Of course, she wasn’t always right, but she was a published writer and that counts for something. I remember one woman wrote an essay that began as one of our writing exercises. This woman was a flight attendant, but she had always wanted to be a published writer. Well, this woman read the essay to us and some writers really liked the piece. Helen offered her usual constructive criticism. But then she said she wasn’t sure who would publish it just as it was written. Undaunted, this woman kept writing and kept reading to our group. About two months later, she came in with a magazine that had published her piece almost as originally written. She was so proud of her accomplishment and wanted Helen to know it. Helen congratulated her and we all applauded her. And the moral of the story? Well, just keep plugging away and someday you’ll succeed.
When I returned to Chicago after my honorable discharge, I wrote to Helen to tell her that I missed her writer’s club. She wrote back and told me to start my own club in Chicago. She also told me to keep on writing.
There is this little Mexican church built in the Spanish Mission style in the Back of the Yards on the corner of 45th and Ashland. When I didn’t attend mass at Holy Cross Church, I went to Immaculate Heart of Mary where all the masses were in Spanish instead of Latin. I liked following the prayers in Spanish in the missal. I always wanted to learn Spanish formally, but this was as close as I got.

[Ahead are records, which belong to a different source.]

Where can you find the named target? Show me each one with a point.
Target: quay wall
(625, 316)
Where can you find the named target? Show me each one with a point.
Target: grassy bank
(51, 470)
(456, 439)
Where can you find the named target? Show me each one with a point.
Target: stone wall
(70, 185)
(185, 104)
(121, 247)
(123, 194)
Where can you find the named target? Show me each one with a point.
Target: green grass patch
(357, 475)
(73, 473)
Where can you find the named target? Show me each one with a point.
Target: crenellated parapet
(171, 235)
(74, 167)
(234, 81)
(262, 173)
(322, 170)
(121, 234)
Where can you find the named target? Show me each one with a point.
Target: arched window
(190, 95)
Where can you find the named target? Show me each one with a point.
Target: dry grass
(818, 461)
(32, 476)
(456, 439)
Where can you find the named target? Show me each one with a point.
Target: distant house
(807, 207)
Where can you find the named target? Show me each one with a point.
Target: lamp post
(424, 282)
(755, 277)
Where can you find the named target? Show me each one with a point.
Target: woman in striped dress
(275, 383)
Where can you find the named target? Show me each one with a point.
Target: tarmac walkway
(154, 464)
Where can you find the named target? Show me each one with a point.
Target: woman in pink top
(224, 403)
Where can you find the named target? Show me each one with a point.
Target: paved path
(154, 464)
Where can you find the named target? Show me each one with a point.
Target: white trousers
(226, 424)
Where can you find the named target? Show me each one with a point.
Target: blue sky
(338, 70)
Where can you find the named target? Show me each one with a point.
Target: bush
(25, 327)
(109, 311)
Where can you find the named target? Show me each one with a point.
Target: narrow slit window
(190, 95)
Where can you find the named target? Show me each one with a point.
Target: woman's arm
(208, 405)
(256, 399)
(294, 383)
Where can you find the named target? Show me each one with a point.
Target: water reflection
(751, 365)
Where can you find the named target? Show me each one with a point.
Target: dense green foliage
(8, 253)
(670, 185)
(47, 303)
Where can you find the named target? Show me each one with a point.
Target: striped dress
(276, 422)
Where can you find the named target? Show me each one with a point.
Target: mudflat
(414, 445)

There used to be a rectory right on the corner when I was little, but it’s gone now. They added an addition to the back of the church where they put a baptismal font and my sister Delia and brother Joseph were baptized there. That was the only church that I saw at that time that had a crying room for the children in the back of all the pews. We never went in the crying room even though we belonged there on some Sundays because of our behavior.
Sometimes my brothers and I would start poking in each other behind my father’s back, and slowly intensify our physical agression until my father would scold us and finally hit us. And if we still continued, my father wouldn’t threaten to really hit us when we returned home. Of course, my father never hit us for anything, but he was a very devout Catholic and he thought we should listen to mass with our undivided attention. So once he threatened to hit us, he would follow through with it once we returned home. We really dreaded the trip home knowing that our father would hit us.

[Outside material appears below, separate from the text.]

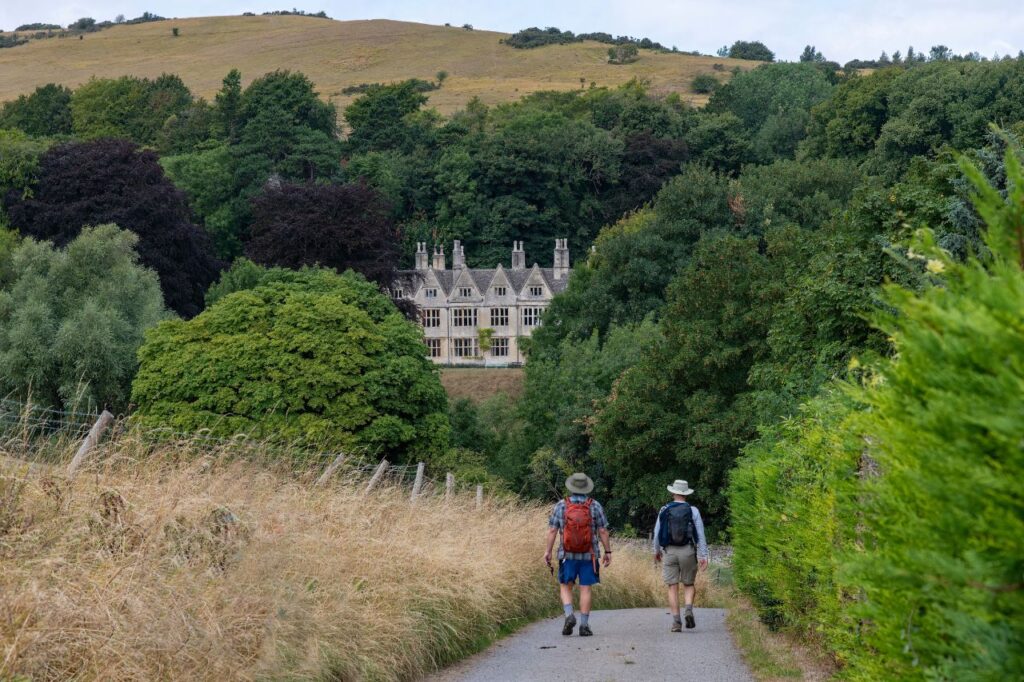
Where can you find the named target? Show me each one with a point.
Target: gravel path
(628, 645)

They had a social center in the middle of the block where we would sometimes go after school to play boardgames and basketball. I was an altar boy at Holy Cross Church, but not at Immaculate Heart. When a friend of the family got married, she asked the pastor of Immaculate Heart if my brother Tato and I could be her altar boys. This was the first time that we served in another church, but somehow, we managed to wing it. My favorite part about this parish was their annual carnival. Not so much because of the rides, but because of the Mexican food that they served. I went to the carnival every year, for every day of the carnival. My favorite drink there was atole. I just loved drinking it. And when I had drunk too much, I would stand next to stand that sold it and just inhale deeply so I could continue enjoying this atole.